Con la presentación del proyecto al Congreso, el Gobierno se vio obligado al realismo y a abandonar el populismo detrás de la promesa de gratuidad universal, condicionándola al evento (futuro e incierto) de que nuestra economía crezca hasta contar con los recursos suficientes. Por ejemplo, si calculamos un crecimiento anual de 3%, habría gratuidad universal el año 2065. Pero, ¿por qué los próximos Gobiernos elegidos por la ciudadanía tendrían que cumplir con un compromiso de una administración anterior? Y si se decidiera dar la gratuidad universal, ¿qué pasará con las urgentes necesidades sociales que hoy tiene Chile como, por ejemplo, las becas de manutención, textos y otros, que debieran recibir los estudiantes de Educación Superior pertenecientes al 40% más vulnerable?

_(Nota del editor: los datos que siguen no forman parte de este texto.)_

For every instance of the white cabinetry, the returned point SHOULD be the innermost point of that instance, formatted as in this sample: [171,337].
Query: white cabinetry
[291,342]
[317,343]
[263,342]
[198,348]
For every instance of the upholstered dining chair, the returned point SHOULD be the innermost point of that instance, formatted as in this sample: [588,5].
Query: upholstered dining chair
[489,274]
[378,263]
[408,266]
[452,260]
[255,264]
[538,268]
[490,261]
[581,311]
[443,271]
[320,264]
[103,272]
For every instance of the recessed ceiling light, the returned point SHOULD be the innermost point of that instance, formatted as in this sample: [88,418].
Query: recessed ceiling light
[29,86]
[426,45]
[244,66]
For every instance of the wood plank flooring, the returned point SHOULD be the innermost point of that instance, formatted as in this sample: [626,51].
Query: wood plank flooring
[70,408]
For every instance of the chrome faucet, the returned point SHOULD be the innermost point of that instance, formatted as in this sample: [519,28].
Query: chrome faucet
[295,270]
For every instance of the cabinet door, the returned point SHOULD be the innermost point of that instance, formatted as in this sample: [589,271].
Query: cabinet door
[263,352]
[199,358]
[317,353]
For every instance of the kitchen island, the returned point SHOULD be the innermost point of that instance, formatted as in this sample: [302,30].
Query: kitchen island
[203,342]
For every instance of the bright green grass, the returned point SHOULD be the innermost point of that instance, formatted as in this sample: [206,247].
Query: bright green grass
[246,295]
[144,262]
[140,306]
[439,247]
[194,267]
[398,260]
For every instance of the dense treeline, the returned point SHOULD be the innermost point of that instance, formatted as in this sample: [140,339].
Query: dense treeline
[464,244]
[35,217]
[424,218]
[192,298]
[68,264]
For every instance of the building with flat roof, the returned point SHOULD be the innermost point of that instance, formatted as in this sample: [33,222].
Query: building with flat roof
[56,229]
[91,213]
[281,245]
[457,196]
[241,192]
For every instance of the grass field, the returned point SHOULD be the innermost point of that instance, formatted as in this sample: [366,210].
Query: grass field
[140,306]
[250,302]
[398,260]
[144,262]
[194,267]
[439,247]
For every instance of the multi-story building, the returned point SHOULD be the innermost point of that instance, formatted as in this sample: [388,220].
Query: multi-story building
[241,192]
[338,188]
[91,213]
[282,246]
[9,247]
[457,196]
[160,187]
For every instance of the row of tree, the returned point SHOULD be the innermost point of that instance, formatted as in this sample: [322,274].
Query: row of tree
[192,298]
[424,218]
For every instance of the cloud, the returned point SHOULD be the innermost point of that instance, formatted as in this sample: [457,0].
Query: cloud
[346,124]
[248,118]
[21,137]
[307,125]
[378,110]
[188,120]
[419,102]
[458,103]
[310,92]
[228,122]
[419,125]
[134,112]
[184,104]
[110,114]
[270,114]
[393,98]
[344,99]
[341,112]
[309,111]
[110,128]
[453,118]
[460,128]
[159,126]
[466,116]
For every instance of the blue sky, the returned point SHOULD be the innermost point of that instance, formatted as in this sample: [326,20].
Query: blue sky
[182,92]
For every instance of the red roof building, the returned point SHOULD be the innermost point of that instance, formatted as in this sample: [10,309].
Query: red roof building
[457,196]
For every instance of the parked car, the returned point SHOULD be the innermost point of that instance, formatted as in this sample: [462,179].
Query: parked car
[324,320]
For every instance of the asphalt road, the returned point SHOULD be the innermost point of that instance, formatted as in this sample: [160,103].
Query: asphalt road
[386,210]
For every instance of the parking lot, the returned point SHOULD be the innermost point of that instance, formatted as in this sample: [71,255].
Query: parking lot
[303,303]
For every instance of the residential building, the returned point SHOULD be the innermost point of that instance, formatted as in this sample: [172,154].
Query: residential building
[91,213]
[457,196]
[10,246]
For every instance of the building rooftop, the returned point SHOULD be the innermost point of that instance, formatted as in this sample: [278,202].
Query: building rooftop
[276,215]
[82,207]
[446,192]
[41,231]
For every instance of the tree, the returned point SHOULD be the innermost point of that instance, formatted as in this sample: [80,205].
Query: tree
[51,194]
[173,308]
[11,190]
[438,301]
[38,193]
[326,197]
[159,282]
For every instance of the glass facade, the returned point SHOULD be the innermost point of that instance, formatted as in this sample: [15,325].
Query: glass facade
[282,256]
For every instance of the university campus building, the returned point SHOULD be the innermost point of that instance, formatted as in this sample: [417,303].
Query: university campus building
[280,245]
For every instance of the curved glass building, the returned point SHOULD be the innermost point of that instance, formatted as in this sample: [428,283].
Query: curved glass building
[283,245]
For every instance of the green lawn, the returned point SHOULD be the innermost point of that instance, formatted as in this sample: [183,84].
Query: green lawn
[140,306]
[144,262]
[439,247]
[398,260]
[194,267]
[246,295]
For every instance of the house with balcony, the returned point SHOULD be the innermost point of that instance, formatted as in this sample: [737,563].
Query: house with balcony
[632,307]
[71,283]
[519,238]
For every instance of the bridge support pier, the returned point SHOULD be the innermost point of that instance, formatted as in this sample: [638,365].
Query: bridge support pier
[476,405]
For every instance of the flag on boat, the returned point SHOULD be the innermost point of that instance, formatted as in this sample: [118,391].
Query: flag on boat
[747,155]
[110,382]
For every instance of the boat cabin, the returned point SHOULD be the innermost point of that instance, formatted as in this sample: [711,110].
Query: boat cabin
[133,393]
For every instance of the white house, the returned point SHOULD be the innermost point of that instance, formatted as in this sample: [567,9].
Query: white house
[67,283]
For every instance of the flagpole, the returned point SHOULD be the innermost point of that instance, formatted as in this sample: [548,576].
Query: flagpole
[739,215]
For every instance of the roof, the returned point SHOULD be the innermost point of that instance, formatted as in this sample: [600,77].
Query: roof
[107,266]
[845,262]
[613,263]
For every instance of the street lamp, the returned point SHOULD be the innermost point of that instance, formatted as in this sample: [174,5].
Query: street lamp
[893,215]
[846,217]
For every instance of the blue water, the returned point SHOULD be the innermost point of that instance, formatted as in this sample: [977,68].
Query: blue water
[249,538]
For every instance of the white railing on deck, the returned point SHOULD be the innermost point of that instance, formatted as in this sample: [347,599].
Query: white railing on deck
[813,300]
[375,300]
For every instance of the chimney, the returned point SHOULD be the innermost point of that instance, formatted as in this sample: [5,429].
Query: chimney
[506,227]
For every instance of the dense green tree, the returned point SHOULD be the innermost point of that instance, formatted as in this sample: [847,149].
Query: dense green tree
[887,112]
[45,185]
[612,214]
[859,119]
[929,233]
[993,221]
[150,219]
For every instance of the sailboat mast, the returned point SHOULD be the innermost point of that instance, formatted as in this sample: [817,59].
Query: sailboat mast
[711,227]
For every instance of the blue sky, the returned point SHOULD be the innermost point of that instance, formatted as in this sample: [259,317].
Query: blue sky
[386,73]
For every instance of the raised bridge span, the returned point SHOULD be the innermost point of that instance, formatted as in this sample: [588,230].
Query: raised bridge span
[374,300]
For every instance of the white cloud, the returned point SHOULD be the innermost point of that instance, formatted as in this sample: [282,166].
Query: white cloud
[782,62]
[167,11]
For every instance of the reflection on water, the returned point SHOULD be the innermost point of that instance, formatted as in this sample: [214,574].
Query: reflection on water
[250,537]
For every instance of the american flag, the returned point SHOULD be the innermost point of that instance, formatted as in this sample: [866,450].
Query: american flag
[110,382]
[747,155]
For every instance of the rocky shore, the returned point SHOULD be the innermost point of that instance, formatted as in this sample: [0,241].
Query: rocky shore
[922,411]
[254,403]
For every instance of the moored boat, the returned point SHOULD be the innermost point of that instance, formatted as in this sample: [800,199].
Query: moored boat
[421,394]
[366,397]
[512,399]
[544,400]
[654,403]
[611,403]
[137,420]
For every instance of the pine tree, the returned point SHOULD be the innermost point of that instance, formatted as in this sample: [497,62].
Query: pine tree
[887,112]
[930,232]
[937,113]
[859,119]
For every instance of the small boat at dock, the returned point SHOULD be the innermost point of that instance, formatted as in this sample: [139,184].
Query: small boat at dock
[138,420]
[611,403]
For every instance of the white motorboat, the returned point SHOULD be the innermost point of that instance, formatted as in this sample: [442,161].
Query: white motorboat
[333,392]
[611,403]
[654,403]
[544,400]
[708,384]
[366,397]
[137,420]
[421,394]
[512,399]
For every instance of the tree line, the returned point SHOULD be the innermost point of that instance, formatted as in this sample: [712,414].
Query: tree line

La gratuidad universal también significará postergar la educación preescolar, donde tenemos un grave problema de cobertura pues menos de la mitad de los niños la reciben, existiendo además un déficit de calidad. Pero eso no es todo, además están las más de 10.000 camas deficitarias en Salud y la urgente necesidad de recursos para ejecutar la reforma al Servicio Nacional de Menores (SENAME). Ello significa que a la inequidad de que los jóvenes de familias ricas estudien gratis en la Universidad se agregaría otra injusticia: ignorar las necesidades básicas de miles de chilenos vulnerables y de la clase media que serían postergados indefinidamente por la gratuidad universal.
Hoy nuestro Congreso se encuentra ante un momento histórico que exige de sus hombres y mujeres enfrentar este debate de manera consciente, responsable y madura, anteponiendo el bien común a los intereses personales o de grupo. Si prevalecen las condiciones mencionadas, nuestros legisladores podrán responder la primera pregunta que formulamos en esta columna: la gratuidad universal es profundamente injusta porque posterga las necesidades y aspiraciones de nuestros compatriotas más pobres y de la clase media.